Web stack incident — Example of a Postmortem

The following is the incident report for the demo page outrage that occurred on January 4, 2022.

Issue Summary

From 9:20 am to 9:40 am CT, after a student started a docker container, he tried to curl the port 80, but instead of getting a page that contained “Hello Holberton”, he got the following error message: curl: (7) Failed to connect to port 80: connection refused. This student was the only one affected by this incident. After an inspection, a command was inserted, and the problem was solved. The fact that the Apache program had not been initialized before the curl command was inserted caused the error mentioned.

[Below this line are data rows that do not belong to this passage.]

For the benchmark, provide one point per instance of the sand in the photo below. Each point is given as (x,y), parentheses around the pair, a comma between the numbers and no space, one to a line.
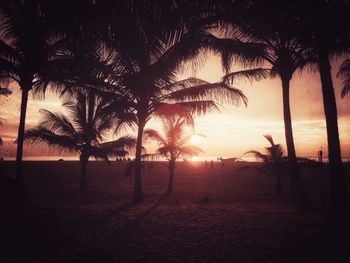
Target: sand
(220,214)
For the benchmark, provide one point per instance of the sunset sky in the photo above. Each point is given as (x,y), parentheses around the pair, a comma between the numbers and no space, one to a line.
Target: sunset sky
(235,130)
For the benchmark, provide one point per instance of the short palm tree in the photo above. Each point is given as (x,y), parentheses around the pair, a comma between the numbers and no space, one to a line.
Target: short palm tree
(82,131)
(174,143)
(274,162)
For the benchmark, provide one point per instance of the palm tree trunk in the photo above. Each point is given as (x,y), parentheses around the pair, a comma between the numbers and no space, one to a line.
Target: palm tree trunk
(171,176)
(20,188)
(83,188)
(297,188)
(138,192)
(338,213)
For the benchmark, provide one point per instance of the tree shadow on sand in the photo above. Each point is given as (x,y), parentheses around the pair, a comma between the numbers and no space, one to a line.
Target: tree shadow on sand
(115,247)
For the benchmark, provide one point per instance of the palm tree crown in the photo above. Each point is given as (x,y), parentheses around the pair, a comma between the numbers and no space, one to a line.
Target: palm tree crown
(82,131)
(176,122)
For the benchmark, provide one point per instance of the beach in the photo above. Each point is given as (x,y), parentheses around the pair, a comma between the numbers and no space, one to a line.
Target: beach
(219,214)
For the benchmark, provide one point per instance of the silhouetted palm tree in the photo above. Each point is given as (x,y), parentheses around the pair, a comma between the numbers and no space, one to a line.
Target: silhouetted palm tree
(274,163)
(174,143)
(3,92)
(344,73)
(329,37)
(147,62)
(82,131)
(269,24)
(25,48)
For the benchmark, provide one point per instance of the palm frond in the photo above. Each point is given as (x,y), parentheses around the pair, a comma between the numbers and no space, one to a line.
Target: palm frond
(344,73)
(270,139)
(44,136)
(249,74)
(189,150)
(57,123)
(5,92)
(201,107)
(219,91)
(258,155)
(151,134)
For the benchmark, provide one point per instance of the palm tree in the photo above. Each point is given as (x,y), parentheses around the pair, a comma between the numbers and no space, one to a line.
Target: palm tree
(344,73)
(274,163)
(82,131)
(269,24)
(174,143)
(25,48)
(329,37)
(3,92)
(147,62)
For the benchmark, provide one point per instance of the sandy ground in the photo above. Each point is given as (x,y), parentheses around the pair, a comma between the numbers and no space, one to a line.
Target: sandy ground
(219,214)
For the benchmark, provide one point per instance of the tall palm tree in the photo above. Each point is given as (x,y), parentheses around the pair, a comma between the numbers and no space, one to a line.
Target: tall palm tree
(174,143)
(329,37)
(344,73)
(25,47)
(148,59)
(269,24)
(82,131)
(3,92)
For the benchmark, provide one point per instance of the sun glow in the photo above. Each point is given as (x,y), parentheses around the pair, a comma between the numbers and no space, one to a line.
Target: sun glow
(196,139)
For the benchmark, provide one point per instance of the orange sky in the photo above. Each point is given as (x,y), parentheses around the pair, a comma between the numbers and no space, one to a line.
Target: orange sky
(235,130)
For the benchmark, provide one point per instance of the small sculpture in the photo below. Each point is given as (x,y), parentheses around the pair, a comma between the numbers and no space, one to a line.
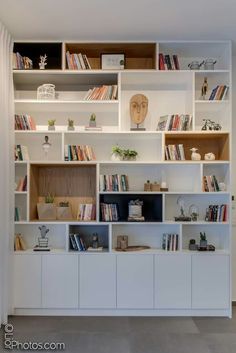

Timeline (all times Central Time)

  • 9:20 AM: Docker container initialized
  • 9:25 AM: Unsuccessful curl attempt done
  • 9:27 AM: Several tests done to check connections to different ports
  • 9:39 AM: Apache service started. The command to start Apache was inserted on the terminal
  • 9:40 AM: Curl attend done successfully and page containing “Hello Holberton” was returned

Root Cause

The Apache was disable when the docker container was started and it was not an easy way to notice that the Apache was disable after the docker container was initialized. At 9:25 AM the student tried a curl unsuccessfully.

Resolution and recovery

After several tests done to check connections to different ports and getting errors and messages from the container, at 9:39 AM the command to start the Apache was inserted and a curl was done. That curling port 80 successfully returned a page that contained “Hello Holberton”.

Corrective and Preventative Measures

The following are actions we are taking to address the underlying causes of the issue and to help prevent recurrence and improve response times:

  • Every time that you are working with a web server (Apache2 in this case), the first thing that you should do is check its status and make sure that it is running properly. In case it is not running, you can start or restart the service.
  • If you are new working with web servers, it is recommended to first read the manual to make sure that you are familiar with the basic commands. This could be helpful in case you are facing a problem because you can make a basic troubleshooting to avoid dealing with complex procedures that probably are not necessary.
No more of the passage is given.